Food is a complicated, over-laden signifier. It isn't just used for transmitting love. In fact, the giving and receiving of food is only rarely about love or kindness or generosity. It is more often a punishment, as when Slater's mother punishes him for nagging for a toy by making him eat shrivelled lunchtime leftovers with skinned-over gravy, or when his father forces him to eat the eggs that he find repulsive. It is also about rejection and isolation, as when Nigel watches his only friend Warrell eat fists full of biscuits while never being offered the tin himself, or when Nigel thinks 'Auntie Joan' is using sweets and cakes to alienate his father from the memory of his mother. It also delineates class, gender, sexuality and age. It doesn't unite us, it divides us. The little boy who is Nigel Slater warily navigates the world by what you can or can't or shouldn't eat at different times and places. He can catalogue the does and don'ts, and each choice is weighted. You get the sense that the food might turn around and bite him back.
Crisps were frowned upon, rather like baked beans, chips and Love Hearts...fish and chips in newspaper, mushy peas, evaporated milk and sliced bread in plastic. It wasn't that such things were considered bad for me, too sweet or full of additives. It was because my parents considered them to be 'a bit common'.
Quite how this snobbery was reconciled with their appetite for Heinz sponge puddings or Kraft cheese slices is a mystery of the British class system. But anyone who has navigated the terrifying waters of a class food culture different from their own will understand implicitly. I will never forget the shock of fizzy water at a friend's parents' dinner table; it was completely outside the realm of my experience and I almost spat it out.
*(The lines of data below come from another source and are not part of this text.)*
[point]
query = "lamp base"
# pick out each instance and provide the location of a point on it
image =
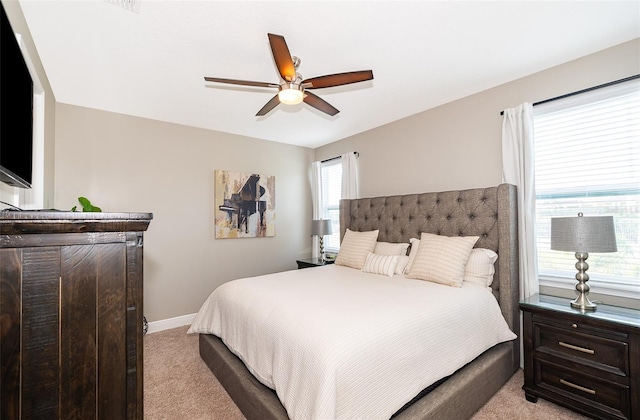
(582, 302)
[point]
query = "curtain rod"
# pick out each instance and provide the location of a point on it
(338, 157)
(615, 82)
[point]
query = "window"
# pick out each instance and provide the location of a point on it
(331, 172)
(587, 159)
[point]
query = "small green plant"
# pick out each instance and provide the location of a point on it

The assumptions you make about food marks you, even though you may grow away from them later (as Slater almost certainly has done).
Food and sex are classically connected in the imagination, and almost pathologically linked in Toast. Late on in the book there is a scene where Slater catches a young chef masturbating into a slice of rare roast beef, which pretty much sums it up: Toast is all about sex wrapped up in food. The metaphor ranges from the relatively innocent - Auntie Joan sleeps in a seperate bedroom but seduces Slater's father with the silky topping of her famous lemon meringue pie - to the explicit beef episode. The image of Slater and parents sat licking out the centre of their walnut whips, working their tongues into the chocolate shell to get every last bit isn't going to leave me any time soon. Slater's suspiscion is that his dad is training him for a very different explorative exercise. Nor is the incident where a used condom is accidentally dropped into the seafood cocktail at a restaurant and eaten by a customer, presumably mistaken for a tough bit of squid.
This is not the sex-food connection that Nigella Lawson et al exploits, it is something quite different and implies a disgust around intimacy, eating and sexuality that challenges our assumptions about food writers. There is barely an eating=pleasure correlation in sight. Eating is intimate alright, but the intimacy is as much with revulsion, heartlessness, revenge and fear as it is with comfort, affection and tenderness. There were certainly things about the book that I didn't love. I found the smooth journalistic brevity of the chapters disruptive; and I didn't trust the factual truth of the narrative for a moment. It doesn't really matter what happened to Nigel Slater as a child, however. What I found compelling and worthwhile was the utterly fearless and amoral way he explored his own personal taxonomy of food and memory, even the food and memories that made him physically sick. He succeeds in positioning himself as an anecdote to the domesticated anodyne celebrity chef.